A police officer testified that the deceased was lying on the ground, unconscious and bleeding from the head and arm. The doctor who performed the autopsy on the deceased testified that the cause of death was head and abdominal injuries as a result of a fall. The doctor also testified that the deceased had incurred a bullet wound in the arm.
Defendant testified that he went to the deceased’s home to recover money taken from defendant’s sister by the deceased during a drug purchase. Defendant knew Rayburn and the deceased carried guns so he brought along his gun which he placed in his trousers. Defendant was accompanied by Bell and a third man. After waiting several minutes, they were admitted into the home by Rayburn. Guided upstairs, defendant saw the deceased five feet away and holding a gun.

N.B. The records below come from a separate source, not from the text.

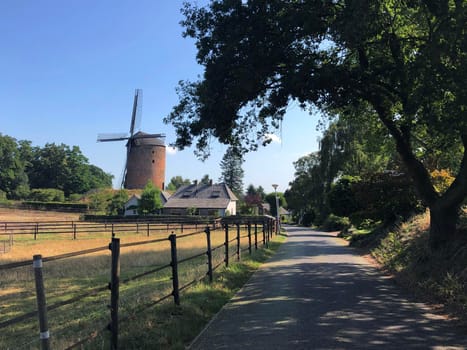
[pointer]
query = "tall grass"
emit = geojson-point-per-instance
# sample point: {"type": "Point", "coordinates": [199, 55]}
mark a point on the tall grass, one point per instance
{"type": "Point", "coordinates": [71, 277]}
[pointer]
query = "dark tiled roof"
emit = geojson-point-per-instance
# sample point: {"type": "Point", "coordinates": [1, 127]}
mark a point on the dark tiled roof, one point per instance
{"type": "Point", "coordinates": [201, 196]}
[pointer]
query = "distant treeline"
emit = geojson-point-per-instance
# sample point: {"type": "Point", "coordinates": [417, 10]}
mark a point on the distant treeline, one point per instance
{"type": "Point", "coordinates": [24, 167]}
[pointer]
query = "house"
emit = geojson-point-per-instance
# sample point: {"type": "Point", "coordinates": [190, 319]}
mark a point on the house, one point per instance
{"type": "Point", "coordinates": [202, 199]}
{"type": "Point", "coordinates": [131, 206]}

While defendant asked the deceased for his sister’s money, Rayburn left to answer the door. Rayburn returned with a gun in one hand and money in the other. As the conversation between defendant and the deceased continued, Perry walked between them and defendant shoved her. Deceased jumped back and Rayburn “moved around.” Defendant pushed Rayburn and when Perry shouted, defendant shoved her again. A shot was fired, and defendant believed that the deceased fired it. Defendant “jumped around the corner,” started firing and “emptied” his gun. Defendant believed that the deceased intended to kill him. Defendant stated that he did not intend to kill anyone; he did not see the two men go through the windows, and he did not see Troy Stewart.
We first address defense counsel’s contention that the trial court erred in refusing to submit certain instructions to the jury. The trial court submitted an instruction on self-defense tendered by defendant, but refused to submit defendant’s instruction on voluntary manslaughter. Defendant maintains that this refusal was error.
In People v. Lockett (1980), 82 94 Ill. App. 3d 913. 2d 546, our supreme court addressed this precise issue and held that in a murder case where there is evidence in the record to support a self-defense instruction, a voluntary manslaughter instruction must also be given if tendered by defendant. The court reasoned that when presented with a self-defense theory, a jury could believe that defendant acted under a subjective belief that force was necessary, but at the same time reject the reasonableness of defend*973ant’s belief. This acceptance by the jury of a portion of defendant’s self-defense claim would reduce the crime to voluntary manslaughter. Similarly, in the present case, defendant presented evidence supporting a self-defense theory and an instruction on that theory was given. Under the Lockett holding, the jury should have been instructed on the offense of voluntary manslaughter when defendant submitted the instruction. The murder count must be retried.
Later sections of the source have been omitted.